Kell pulled a handful of coins from his pocket. “Ten credits.”
“You’re on.” Donos’s coin joined his on the tabletop.
The other pilot candidates rummaged through pockets and began pulling out coins, money-transfer cards, jewelry, pieces of candy.
They ran now with Falynn’s bow to Wedge’s stern. Whenever she sideslipped to try to pass, he broke in that direction, blocking her move. The richness and color of her nonstop cursing were testimony to his success.
It couldn’t last forever. She slid rightward, he followed suit—and noticed too late that the maneuver led him right onto a nest of boulders. Their proximity kicked his bow up into the air and she slid around to his left, passing him before he reestablished contact with the rift surface.
He laughed. “Not bad, Falynn. You’ve proved you can learn at least one thing a day.”
“You’re going to look funny spitting out lunar dust while you’re teaching me, sir.”
Ahead, the rift turned leftward. Near the right wall was a tumbled pile of stone; between it and the wall itself the floor curved gently upward. Left of the pile was broad, open ground.
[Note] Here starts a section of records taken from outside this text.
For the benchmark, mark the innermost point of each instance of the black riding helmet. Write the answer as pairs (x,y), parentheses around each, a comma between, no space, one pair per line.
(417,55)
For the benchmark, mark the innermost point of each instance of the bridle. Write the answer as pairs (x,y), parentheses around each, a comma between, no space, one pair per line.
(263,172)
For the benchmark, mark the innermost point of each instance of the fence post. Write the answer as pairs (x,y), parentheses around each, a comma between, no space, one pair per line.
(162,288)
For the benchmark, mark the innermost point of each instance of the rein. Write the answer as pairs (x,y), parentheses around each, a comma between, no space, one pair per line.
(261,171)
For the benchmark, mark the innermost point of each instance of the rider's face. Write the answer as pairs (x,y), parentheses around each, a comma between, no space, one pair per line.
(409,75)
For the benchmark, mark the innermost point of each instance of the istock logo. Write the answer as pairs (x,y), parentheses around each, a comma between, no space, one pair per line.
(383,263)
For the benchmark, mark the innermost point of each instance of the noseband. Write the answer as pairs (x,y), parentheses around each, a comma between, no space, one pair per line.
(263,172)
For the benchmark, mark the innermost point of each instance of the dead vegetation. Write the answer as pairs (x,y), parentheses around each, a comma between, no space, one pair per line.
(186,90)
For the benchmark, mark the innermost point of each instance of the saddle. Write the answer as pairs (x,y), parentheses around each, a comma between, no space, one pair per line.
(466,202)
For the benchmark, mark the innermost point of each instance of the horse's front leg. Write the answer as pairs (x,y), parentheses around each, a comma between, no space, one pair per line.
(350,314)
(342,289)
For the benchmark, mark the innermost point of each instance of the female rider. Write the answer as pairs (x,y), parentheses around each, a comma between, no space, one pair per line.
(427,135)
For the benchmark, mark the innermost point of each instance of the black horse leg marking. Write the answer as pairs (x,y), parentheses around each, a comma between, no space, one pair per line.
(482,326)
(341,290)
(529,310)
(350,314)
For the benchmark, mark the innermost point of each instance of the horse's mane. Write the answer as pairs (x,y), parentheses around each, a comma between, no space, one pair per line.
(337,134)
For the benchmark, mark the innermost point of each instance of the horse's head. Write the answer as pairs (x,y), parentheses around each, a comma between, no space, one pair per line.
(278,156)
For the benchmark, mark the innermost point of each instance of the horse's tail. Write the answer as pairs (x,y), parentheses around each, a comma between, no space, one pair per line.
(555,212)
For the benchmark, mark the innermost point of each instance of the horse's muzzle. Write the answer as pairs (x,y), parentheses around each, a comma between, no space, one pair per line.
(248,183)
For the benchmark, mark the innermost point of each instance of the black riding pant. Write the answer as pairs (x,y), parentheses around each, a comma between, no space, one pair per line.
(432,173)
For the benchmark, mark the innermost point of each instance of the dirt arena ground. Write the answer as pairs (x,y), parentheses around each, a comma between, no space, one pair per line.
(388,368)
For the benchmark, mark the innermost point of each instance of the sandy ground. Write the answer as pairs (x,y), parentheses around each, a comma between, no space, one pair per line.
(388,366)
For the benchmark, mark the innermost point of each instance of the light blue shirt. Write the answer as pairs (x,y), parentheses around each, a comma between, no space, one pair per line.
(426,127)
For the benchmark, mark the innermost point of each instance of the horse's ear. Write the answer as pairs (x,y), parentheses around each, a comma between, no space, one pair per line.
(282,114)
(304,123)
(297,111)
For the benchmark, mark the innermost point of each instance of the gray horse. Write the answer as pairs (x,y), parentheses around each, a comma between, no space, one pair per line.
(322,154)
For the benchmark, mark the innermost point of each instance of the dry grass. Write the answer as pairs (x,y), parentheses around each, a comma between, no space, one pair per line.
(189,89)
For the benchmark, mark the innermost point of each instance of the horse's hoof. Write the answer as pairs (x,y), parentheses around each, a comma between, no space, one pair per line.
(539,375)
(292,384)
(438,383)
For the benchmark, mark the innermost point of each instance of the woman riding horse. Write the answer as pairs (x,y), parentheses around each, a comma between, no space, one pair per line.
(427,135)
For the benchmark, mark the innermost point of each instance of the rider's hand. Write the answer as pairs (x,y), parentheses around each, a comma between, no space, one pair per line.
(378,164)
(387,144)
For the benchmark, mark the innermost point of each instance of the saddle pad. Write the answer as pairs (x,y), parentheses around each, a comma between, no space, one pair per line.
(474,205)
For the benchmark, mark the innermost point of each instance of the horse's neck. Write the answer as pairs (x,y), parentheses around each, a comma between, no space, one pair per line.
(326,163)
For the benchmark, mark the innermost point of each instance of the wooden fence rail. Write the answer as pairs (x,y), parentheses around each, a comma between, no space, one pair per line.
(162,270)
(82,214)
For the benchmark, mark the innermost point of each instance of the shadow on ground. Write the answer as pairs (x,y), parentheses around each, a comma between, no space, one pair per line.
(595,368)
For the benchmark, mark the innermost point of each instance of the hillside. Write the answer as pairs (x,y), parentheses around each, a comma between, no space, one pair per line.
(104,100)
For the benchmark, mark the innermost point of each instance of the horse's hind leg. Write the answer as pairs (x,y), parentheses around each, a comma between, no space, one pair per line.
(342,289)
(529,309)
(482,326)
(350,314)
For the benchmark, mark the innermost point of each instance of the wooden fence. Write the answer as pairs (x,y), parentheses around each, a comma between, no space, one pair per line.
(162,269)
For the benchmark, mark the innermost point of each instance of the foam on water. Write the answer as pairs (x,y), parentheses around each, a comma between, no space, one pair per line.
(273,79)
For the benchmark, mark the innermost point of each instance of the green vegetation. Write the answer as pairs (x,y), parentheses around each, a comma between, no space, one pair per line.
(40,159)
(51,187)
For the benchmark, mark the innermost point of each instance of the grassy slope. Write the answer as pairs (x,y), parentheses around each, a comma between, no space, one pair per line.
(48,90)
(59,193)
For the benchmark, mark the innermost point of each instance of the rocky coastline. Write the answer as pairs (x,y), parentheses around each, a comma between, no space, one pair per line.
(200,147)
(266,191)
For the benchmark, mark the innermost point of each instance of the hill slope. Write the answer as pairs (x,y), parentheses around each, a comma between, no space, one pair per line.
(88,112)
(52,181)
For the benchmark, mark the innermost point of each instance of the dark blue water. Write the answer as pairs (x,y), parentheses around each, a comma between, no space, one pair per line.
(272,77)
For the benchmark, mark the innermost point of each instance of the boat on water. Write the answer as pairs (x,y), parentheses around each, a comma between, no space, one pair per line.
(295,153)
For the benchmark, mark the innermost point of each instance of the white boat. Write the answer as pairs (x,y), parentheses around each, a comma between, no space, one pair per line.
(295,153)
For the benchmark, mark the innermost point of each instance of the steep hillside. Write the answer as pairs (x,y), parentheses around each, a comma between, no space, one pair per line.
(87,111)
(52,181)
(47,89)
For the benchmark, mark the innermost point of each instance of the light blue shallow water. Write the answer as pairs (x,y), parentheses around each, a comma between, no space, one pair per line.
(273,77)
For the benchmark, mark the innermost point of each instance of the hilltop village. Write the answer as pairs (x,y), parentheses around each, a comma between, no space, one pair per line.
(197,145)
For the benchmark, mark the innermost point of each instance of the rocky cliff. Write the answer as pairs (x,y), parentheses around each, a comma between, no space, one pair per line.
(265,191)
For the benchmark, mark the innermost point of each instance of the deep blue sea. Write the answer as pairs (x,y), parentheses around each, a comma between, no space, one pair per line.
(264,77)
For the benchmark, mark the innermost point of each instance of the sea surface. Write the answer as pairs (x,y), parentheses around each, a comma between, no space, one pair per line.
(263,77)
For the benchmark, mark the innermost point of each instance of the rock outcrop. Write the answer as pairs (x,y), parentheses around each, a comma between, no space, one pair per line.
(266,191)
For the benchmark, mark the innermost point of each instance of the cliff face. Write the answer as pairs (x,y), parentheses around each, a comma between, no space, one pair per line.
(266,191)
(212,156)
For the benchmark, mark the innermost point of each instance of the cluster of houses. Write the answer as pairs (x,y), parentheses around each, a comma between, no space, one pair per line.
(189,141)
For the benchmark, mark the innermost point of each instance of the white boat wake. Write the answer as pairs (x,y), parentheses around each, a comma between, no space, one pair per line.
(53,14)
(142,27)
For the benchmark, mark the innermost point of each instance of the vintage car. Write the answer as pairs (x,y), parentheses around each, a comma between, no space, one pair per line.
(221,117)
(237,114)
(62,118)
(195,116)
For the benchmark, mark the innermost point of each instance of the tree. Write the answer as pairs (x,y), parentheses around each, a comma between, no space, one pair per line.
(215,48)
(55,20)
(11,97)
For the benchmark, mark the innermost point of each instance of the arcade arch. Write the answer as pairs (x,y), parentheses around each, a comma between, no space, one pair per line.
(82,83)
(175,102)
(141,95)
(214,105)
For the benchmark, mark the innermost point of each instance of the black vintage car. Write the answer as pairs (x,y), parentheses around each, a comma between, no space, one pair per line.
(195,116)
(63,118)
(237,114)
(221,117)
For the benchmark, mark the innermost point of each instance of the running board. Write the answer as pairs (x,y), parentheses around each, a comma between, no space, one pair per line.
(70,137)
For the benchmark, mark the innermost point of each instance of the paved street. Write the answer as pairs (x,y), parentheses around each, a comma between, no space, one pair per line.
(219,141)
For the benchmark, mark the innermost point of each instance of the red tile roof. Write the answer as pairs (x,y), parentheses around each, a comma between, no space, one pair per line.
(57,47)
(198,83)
Falynn headed for the broadest open area. Wedge slid rightward, angling between the stone pile and the wall. As he squeezed between them, his repulsors kicked loose stones from the pile of boulders, raining them down on Falynn’s hauler. Her reflex slid her leftward and he gained on her going around the turn; he was a few meters ahead as they came out of the curve.
“Obviously you can’t win by flying fair, sir. What happens when we get to the end? Do you shoot me?”
“I’m thinking about it.”
The end of the run was within sight, a distant red glow where Janson had dumped his flare. The rift bottom was flat and smooth to the right of the straightaway, but grew stony and broken along the center.
Falynn drifted right. Wedge drifted left, toward the more difficult terrain. He saw Falynn turn to look at him; he couldn’t read her expression through the vacuum suit’s polarized shield, but knew she had to wonder what his plan was in giving up the speediest approach to the finish line.
She gained on him as they approached the rockiest portion of rift floor. But as they reached the point where the tumbled boulders were worst, he sideslipped right and his nose crossed over the highest of them. The move kicked him up several meters.
And he came down right on top of her hauler.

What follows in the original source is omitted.